The soldiers, the teen who was attacked, and the attack dogs in Beit Umar. Photo: Muhammad ‘Awwad, B’Tselem, 23 Dec. 2014
At approximately 2 P.M. on Tuesday, 23 Dec. 2014, a confrontation developed between several dozen Palestinians and soldiers in the Special Security Area (SSA) surrounding the settlement of Carmei Tzur, south of Beit Umar in the West Bank. The area is the site of frequent confrontations between soldiers and Palestinian residents of Beit Umar, whose land was appropriated for the settlement and the SSA.
The SSA, which is supposed to serve as a buffer zone that no one but security forces may enter, was established on privately-owned Palestinian land. The owners need to obtain a special permit to reach and cultivate their land, but such permits are issued for only several days a year. In contrast, security forces allow settlers free access to the stolen land.
Video filmed by B’Tselem camera volunteer Muhammad ‘Awwad. The footage shows the soldiers with the attack dogs on village land and the arrest of 16-year-old Hamzeh Abu Hashem, but not the attack itself. Further on, soldiers are seen taking the teen into the SSA and locking the gate behind them, after which Palestinians verbally confront them, demanding his release. A settler, probably the settlement’shead of security, is seen cocking his weapon and the soldiers do nothing to stop him.
During the confrontation, Palestinians threw stones at soldiers, who responded with use of crowd control weapons. About an hour after the incident began, at around 3 P.M., two soldiers arrived on the spot with two dogs, who were captured on video by B’Tselem volunteer Muhammad ‘Awwad. According to eyewitness reports, one of the dogs (seen lunging forward at the beginning of the footage) attacked and bit one of the Palestinians confronting the soldiers, 16-year-old Hamzeh Abu Hashem. The soldiers then removed the dogs, handcuffed Abu Hashem, and took him to the settlement of Carmei Tzur. From there, he was taken by ambulance to an Israeli hospital. Abu Hashem’s family reported that he was arrested and taken from hospital to Ofer Prison.

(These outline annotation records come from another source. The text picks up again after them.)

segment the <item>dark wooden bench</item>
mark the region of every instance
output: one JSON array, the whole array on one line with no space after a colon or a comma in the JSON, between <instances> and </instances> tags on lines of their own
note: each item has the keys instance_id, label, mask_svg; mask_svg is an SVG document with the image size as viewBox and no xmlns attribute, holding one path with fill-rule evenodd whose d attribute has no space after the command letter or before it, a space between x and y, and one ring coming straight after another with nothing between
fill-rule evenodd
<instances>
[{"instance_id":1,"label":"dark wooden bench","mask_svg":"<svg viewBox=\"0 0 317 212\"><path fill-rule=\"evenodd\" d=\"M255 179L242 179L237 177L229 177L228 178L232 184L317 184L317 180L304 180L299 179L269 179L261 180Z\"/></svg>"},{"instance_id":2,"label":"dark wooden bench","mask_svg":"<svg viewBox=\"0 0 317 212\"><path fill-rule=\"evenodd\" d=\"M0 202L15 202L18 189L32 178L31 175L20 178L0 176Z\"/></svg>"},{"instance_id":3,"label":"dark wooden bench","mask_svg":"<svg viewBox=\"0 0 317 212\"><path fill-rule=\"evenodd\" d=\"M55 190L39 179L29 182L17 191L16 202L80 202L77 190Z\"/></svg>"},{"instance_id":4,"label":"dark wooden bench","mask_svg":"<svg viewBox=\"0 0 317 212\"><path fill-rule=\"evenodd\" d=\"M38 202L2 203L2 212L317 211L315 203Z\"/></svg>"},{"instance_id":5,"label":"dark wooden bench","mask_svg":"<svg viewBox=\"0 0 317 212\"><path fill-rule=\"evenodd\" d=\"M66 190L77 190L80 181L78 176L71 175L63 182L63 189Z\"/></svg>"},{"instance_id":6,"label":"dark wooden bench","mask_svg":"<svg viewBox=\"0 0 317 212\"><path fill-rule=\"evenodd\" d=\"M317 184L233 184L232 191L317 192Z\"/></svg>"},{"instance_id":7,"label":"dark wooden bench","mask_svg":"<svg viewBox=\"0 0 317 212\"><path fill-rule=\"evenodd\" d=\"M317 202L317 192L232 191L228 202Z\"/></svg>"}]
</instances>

In the video footage, soldiers and dogs are seen arriving on the scene, as well as a settler – apparently the settlement’s head of security – cocking a weapon and aiming it at the Palestinians, while soldiers standing near him do nothing to intervene.
Two months ago, on 20 Oct. 2014, B’Tselem documented a similar incident in which dogs were set on a young Palestinian man opposite the Carmei Tzur settlement’s SSA. This comes after similar incidents in which dogs were used to attack Palestinian demonstrators or in arrests of Palestinian laborers who entered Israel to without permits.
This use of dogs is dangerous and results in serious harm to unarmed persons. B’Tselem reiterates its demand that the military stop using dogs in this manner. Setting attack dogs on civilians is a horrifying act that is legally and morally reprehensible.